Actually, I suppose what really happened is that once you made it home and mom did your laundry and you had a good meal that wasn’t, for once, chased by a shot of tequila or at least the thought that things would be a lot better if you could just have some tequila but you can’t because of that test the next day or even “isn’t everyone going to a party tonight?  If I just finish this ten-page-paper then I can have some tequila and party, too,” that your body stopped fighting the virus or whatever was catching in the dorms last week and so then you got sick.  It’s not as though your immune system is sentient, is what I’m saying.  It didn’t “hold out” until you could afford to get sick.  It held out until you stopped bribing it with tequila.

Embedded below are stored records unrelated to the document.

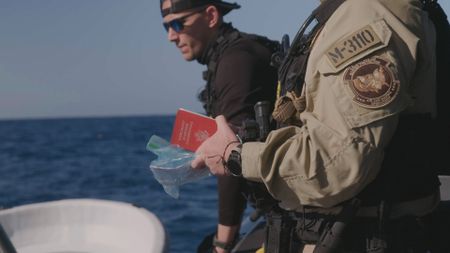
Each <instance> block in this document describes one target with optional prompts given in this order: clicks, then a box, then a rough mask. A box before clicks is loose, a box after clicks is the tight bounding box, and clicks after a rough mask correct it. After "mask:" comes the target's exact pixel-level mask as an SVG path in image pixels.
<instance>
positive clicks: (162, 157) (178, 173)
mask: <svg viewBox="0 0 450 253" xmlns="http://www.w3.org/2000/svg"><path fill="white" fill-rule="evenodd" d="M147 150H149V151H151V152H152V153H154V154H155V155H156V156H157V158H156V159H155V160H153V161H152V162H151V163H150V170H151V171H152V173H153V176H154V177H155V179H156V181H158V182H159V183H160V184H161V185H162V186H163V188H164V191H165V192H166V193H167V194H169V195H170V196H172V197H173V198H176V199H178V198H179V196H180V186H181V185H184V184H187V183H191V182H196V181H199V180H201V179H203V178H205V177H208V176H210V175H211V174H210V172H209V170H208V169H206V168H205V169H193V168H192V167H191V162H192V160H193V159H194V158H195V153H193V152H191V151H187V150H184V149H182V148H179V147H177V146H174V145H171V144H170V143H169V142H168V141H166V140H165V139H163V138H161V137H159V136H157V135H153V136H152V137H151V138H150V140H149V141H148V143H147Z"/></svg>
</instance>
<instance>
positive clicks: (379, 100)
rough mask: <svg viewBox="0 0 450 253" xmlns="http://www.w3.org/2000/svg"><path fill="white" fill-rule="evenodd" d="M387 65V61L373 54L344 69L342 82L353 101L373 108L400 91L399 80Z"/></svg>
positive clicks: (386, 100) (399, 82) (375, 106)
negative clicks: (373, 56) (345, 86)
mask: <svg viewBox="0 0 450 253" xmlns="http://www.w3.org/2000/svg"><path fill="white" fill-rule="evenodd" d="M389 65H390V62H389V61H387V60H385V59H383V58H381V57H379V56H375V57H372V58H369V59H366V60H363V61H361V62H359V63H357V64H355V65H352V66H350V67H348V68H347V69H346V71H345V73H344V77H343V78H344V83H345V84H346V85H347V87H348V89H350V91H351V93H353V95H354V96H353V101H354V102H355V103H357V104H358V105H360V106H362V107H365V108H372V109H374V108H380V107H383V106H385V105H387V104H389V103H391V102H392V101H393V100H394V98H395V97H396V96H397V94H398V93H399V91H400V81H399V80H398V78H397V76H396V75H395V74H394V72H393V71H392V70H391V69H390V68H389Z"/></svg>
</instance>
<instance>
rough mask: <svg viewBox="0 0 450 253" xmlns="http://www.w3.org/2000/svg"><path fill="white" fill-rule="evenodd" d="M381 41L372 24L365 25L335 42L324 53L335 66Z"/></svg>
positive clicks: (352, 56)
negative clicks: (341, 38)
mask: <svg viewBox="0 0 450 253" xmlns="http://www.w3.org/2000/svg"><path fill="white" fill-rule="evenodd" d="M381 43H382V41H381V39H380V37H379V36H378V34H377V33H376V32H375V31H374V30H373V28H372V26H370V25H367V26H365V27H363V28H361V29H360V30H358V31H356V32H354V33H352V34H350V35H349V36H347V37H345V38H344V39H342V40H340V41H338V42H337V43H335V44H334V45H333V46H331V47H330V49H328V50H327V53H326V55H327V57H328V60H329V61H330V62H331V64H333V66H334V67H335V68H337V67H338V66H340V65H341V64H343V63H344V62H346V61H347V60H349V59H351V58H353V57H355V56H356V55H358V54H360V53H362V52H364V51H366V50H368V49H370V48H372V47H375V46H377V45H379V44H381Z"/></svg>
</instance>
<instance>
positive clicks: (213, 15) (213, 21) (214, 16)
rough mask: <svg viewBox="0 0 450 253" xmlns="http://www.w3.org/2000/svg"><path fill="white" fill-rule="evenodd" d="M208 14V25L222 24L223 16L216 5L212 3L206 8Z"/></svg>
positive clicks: (206, 15)
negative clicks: (219, 11) (212, 4)
mask: <svg viewBox="0 0 450 253" xmlns="http://www.w3.org/2000/svg"><path fill="white" fill-rule="evenodd" d="M205 12H206V16H207V18H208V26H209V27H210V28H214V27H217V26H219V25H220V22H221V16H220V12H219V10H218V9H217V7H216V6H214V5H210V6H208V7H207V8H206V9H205Z"/></svg>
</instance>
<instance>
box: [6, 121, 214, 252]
mask: <svg viewBox="0 0 450 253" xmlns="http://www.w3.org/2000/svg"><path fill="white" fill-rule="evenodd" d="M173 120H174V117H172V116H153V117H119V118H86V119H48V120H17V121H0V189H1V194H0V207H4V208H7V207H13V206H17V205H23V204H29V203H36V202H42V201H51V200H59V199H67V198H98V199H107V200H117V201H125V202H129V203H133V204H136V205H138V206H141V207H144V208H146V209H148V210H150V211H151V212H153V213H155V214H156V215H157V216H158V217H159V218H160V219H161V221H162V223H163V224H164V226H165V228H166V230H167V231H168V233H169V237H170V252H174V253H192V252H195V249H196V247H197V244H198V243H199V242H200V241H201V240H202V238H203V237H204V236H205V235H206V234H208V233H211V232H213V231H214V229H215V224H216V221H217V212H216V205H217V197H216V181H215V178H214V177H210V178H208V179H204V180H202V181H200V182H197V183H191V184H187V185H184V186H183V187H182V188H181V196H180V199H178V200H177V199H173V198H171V197H170V196H169V195H167V194H166V193H165V192H164V190H163V189H162V187H161V186H160V185H159V184H158V182H156V181H155V180H154V178H153V175H152V173H151V171H150V169H149V164H150V162H151V161H152V160H153V159H155V158H156V157H155V156H154V155H153V154H152V153H150V152H149V151H146V150H145V146H146V144H147V141H148V139H149V138H150V136H152V135H153V134H156V135H159V136H161V137H163V138H165V139H169V136H170V132H171V129H172V123H173Z"/></svg>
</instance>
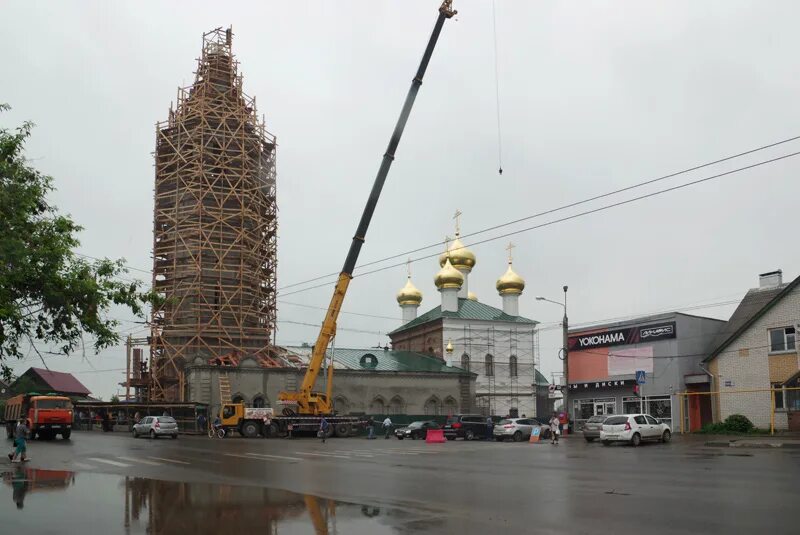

This is like that.  My body recognizes that the 5.5 hours I spent sleeping from 10:30 pm to 4 am last night were the longest bout of sleep I’d had in a long time, so now it can let down it’s guard and allow me to feel clearly just how tired I really am.  More sleep, my body is telling me.  Give us more sleep!


It’s crazy how more and more frequently parenthood feels like a giant hangover.  I’m tired, crabby, sore, my voice is worn out, all I want to eat is cookie dough, and I fall down a lot.


Fortunately, the cast of characters around me is a lot cuter than anyone ever was or could have been when I was hungover (I try really hard to avoid hangovers now).  One small monkey, in particular, charmed me this morning by pointing to the dog on my pajamas (yes, I have doggy pajamas) and saying “daah-daaaaah” which is 14-month-old for “doggy.”  Then he rubbed his snotty nose on my shoulder, stuck his thumb in his mouth, and settled in for a snuggle.  Top that, tequila.


I swear, I’m not even sure what I’m talking about here anymore.